Given that the Mandela Effect is—as Flynn redundantly demonstrates—a repository of weird evidence of something akin to retrocausality that simply can’t be explained away by armchair debunkers on Reddit, it soon becomes obvious that we don’t need science to substantiate the idea that we’re not in a real world but merely the dream of one.

In other words, this one paranormal phenomenon is medicine strong enough to clear away the distracting cobwebs of overweening reason and empower us to experience gnosis, or deeper knowledge (what I like to call “innderstanding”), of the world not as we’re taught it is but as it actually is.

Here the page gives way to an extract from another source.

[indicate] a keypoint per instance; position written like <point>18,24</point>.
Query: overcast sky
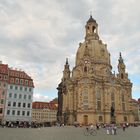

Seen through the clarifying lens of the Mandela Effect, the “reality” we inhabit stands out as what can only be a thoroughly simulated holographic construct. Personally, given all the confusing and triggering baggage attached to much of the verbiage on this subject, in lieu of “simulation” or “simulacrum,” I prefer to call this construct a dreamscape.

To determine whether and to what extent you may be Mandela Effected in this dreamscape, take a moment to respond to these thirteen questions related to Mandela Effects covered in-depth in THE MANDELA DILEMMA …

Is it 1) “Mirror, mirror on the wall” or 2) “Magic mirror on the wall”?

Does the Thinker in Rodin’s famous statue 1) clench his fist to his forehead or 2) rest his chin on a relaxed fist?

Does C3PO have 1) two gold legs or 2) one silver one from the knee down?

Is Britney Spears’ miniskirt in the iconic video for her 1998 debut single “Baby One More Time” 1) plaid or 2) black?

Is it the 1) Flinstones or the 2) Flintstones?

Is the correct title 1) THE GRINCH WHO STOLE CHRISTMAS or 2) HOW THE GRINCH STOLE CHRISTMAS?

Does Mr. Monopoly 1) wear or 2) not wear a monocle?

Does the logo for Fruit of the Loom 1) have or 2) not have a cornucopia?

Is the famous line from CROCODILE DUNDEE 1) “That’s not a knife, this is a knife” or 2) “That’s not a knife, that’s a knife”?

Is it 1) INTERVIEW WITH A VAMPIRE or 2) INTERVIEW WITH THE VAMPIRE?

Is the correct spelling 1) Looney Toons or 2) Looney Tunes?

Is Doc Holiday’s famous line from TOMBSTONE 1) “I’ll be your huckleberry” or 2) “I’m your huckleberry”?

Is the correct name for this celebrated actress 1) Sally Fields or 2) Sally Field?